Example 1: Plot only rational numbers on the number line among the given numbers:

\(-\frac{3}{2},\ \ 1,\ \ \sqrt9,-\sqrt4,\ \ \sqrt{35},\ \sqrt[3]{64},-\sqrt3,-\sqrt[3]{125}\)

Solution:

Among the given numbers,

Irrational numbers are: \(-\sqrt3, \sqrt{35}\)

Now, \(\sqrt9=3\)

\(-\sqrt4\ =-2\)

\(\sqrt[3]{64}=4\)

\(-\sqrt[3]{125}=-5\)

Hence, the rational numbers are: \(-\frac{3}{2},\ 1,\ \sqrt9,\ -\sqrt4,\ \sqrt[3]{64},\ -\sqrt[3]{125}\)

Hence, the rational numbers are plotted on the number line.

Example 2: John was walking on a straight line, from the starting point he took 3 steps to the left and then took 7 steps to the right and again walked \(\frac{5}{2}\) steps to the right.
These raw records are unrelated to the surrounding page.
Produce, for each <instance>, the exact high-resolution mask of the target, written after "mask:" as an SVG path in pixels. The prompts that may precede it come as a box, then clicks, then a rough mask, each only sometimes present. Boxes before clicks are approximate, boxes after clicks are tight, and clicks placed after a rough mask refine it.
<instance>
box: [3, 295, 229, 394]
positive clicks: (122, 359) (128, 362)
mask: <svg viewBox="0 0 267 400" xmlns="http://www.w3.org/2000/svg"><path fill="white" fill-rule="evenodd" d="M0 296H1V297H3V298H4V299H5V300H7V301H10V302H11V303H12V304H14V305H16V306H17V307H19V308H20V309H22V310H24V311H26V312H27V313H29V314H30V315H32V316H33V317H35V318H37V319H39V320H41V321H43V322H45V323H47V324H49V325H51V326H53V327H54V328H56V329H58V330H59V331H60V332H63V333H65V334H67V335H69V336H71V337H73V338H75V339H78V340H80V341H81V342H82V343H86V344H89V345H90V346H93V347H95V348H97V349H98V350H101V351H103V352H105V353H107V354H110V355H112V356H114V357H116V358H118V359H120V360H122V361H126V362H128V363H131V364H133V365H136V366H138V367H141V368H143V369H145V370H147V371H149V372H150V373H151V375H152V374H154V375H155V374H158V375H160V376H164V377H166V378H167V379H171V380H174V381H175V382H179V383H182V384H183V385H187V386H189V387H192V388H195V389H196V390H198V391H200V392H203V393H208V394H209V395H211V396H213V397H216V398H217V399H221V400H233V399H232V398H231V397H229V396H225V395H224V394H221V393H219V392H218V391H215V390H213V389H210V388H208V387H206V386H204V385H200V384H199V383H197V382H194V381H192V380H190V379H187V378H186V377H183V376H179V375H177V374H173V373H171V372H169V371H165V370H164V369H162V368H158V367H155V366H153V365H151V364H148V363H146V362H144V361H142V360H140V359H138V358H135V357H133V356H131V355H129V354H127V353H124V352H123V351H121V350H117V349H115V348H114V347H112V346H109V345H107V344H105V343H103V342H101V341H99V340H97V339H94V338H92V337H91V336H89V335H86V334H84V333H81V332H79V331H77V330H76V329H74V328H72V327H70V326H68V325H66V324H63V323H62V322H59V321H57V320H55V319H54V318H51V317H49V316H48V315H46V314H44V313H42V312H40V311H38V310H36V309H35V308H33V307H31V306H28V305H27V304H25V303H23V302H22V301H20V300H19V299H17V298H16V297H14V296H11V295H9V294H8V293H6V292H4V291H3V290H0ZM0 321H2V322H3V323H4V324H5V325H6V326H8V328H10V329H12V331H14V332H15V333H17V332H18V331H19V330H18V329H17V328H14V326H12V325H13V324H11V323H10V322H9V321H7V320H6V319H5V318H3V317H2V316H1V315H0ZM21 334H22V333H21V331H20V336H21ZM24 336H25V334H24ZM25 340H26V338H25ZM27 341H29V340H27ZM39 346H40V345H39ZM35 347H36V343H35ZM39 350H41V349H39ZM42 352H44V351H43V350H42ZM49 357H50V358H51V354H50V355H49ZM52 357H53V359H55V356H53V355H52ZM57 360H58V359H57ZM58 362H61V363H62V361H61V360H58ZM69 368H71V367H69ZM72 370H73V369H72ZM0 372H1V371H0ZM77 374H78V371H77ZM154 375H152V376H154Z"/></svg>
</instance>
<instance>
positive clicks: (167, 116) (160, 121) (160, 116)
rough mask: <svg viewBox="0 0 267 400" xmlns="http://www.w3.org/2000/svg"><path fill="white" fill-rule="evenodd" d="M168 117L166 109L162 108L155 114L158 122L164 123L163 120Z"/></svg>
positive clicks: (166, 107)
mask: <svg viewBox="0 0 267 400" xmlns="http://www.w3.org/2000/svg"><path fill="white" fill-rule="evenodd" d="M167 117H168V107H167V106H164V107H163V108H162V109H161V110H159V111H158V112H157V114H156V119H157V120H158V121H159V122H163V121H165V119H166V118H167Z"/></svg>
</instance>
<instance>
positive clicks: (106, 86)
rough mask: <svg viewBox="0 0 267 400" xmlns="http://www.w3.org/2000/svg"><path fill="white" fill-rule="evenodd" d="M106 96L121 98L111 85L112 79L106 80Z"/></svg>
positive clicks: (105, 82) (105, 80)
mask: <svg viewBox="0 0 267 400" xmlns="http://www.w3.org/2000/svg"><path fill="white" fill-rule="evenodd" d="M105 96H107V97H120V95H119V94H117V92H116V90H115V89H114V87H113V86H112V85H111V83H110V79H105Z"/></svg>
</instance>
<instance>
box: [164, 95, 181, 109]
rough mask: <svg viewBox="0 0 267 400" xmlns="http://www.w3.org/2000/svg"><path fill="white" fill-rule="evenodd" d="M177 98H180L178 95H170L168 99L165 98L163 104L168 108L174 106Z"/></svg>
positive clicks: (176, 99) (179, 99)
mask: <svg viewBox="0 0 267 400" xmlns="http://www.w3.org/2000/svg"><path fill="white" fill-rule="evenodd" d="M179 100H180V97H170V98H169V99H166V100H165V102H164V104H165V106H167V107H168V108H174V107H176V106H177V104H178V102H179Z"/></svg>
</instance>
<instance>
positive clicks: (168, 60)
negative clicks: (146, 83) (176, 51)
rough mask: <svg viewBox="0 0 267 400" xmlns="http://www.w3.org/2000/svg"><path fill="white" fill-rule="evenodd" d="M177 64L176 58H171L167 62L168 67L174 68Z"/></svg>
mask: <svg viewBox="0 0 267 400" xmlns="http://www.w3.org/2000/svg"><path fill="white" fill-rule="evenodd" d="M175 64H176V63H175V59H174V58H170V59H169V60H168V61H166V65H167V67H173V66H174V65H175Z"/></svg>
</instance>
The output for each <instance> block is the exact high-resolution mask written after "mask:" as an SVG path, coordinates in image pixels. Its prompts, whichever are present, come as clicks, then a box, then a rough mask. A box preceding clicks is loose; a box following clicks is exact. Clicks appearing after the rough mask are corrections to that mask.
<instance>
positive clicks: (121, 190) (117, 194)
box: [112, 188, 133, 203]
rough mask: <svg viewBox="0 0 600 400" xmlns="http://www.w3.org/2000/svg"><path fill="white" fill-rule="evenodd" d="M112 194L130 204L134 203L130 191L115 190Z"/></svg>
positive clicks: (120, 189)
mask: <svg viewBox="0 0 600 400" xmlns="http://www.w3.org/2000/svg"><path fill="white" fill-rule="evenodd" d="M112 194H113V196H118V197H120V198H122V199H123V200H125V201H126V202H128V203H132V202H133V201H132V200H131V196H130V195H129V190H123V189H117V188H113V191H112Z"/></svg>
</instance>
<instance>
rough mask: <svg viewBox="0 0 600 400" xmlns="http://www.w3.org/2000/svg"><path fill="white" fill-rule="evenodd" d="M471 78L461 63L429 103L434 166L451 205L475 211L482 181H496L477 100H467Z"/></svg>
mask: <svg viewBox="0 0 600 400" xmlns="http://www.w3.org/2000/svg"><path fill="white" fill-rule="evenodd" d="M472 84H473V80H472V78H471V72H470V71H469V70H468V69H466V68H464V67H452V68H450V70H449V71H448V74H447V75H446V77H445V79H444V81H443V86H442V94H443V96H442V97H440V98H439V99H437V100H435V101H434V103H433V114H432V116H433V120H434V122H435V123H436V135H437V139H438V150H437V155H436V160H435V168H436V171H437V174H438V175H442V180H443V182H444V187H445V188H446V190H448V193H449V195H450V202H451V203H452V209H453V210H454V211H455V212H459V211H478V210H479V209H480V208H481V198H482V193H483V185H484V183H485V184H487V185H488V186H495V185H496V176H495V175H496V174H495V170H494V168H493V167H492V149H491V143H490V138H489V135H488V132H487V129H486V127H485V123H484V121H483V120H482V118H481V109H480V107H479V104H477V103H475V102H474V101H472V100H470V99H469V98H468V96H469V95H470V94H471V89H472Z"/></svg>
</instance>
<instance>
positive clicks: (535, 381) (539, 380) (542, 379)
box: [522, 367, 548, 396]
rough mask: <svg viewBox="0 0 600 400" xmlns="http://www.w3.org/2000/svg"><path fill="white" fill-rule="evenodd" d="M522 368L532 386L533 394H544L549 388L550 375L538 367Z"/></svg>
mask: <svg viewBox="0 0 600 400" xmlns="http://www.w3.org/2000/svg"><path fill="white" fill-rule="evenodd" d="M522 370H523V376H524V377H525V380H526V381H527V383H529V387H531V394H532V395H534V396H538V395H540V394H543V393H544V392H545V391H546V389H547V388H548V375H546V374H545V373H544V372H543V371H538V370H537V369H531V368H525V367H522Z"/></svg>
How many steps is he away from the start point?

Solution:
Let’s graph the steps covered by John.
Let the starting point at which John starts from be 0. Let each step be 1 unit.
He took 3 steps in the left direction and reached at – 3, then he walked in the right direction and took 7 steps, that is, \(-3+7=4\). Then again he took \(\frac{5}{2}\) steps in the right direction, that is,

\(4+\frac{5}{2}=4+2.5=6.5.\)

Therefore, John is 6.5 steps away from the starting point.

Example 3: Circle the irrational numbers in the given figure.

Solution:
Irrational numbers: Any number that is non-terminating and non-recurring is termed as an irrational number.

\(\sqrt5=2.236067977\ldots\sqrt2=1.41421356237\ldots\)

\(e=2.71828182845\ldots\)

These are irrational numbers.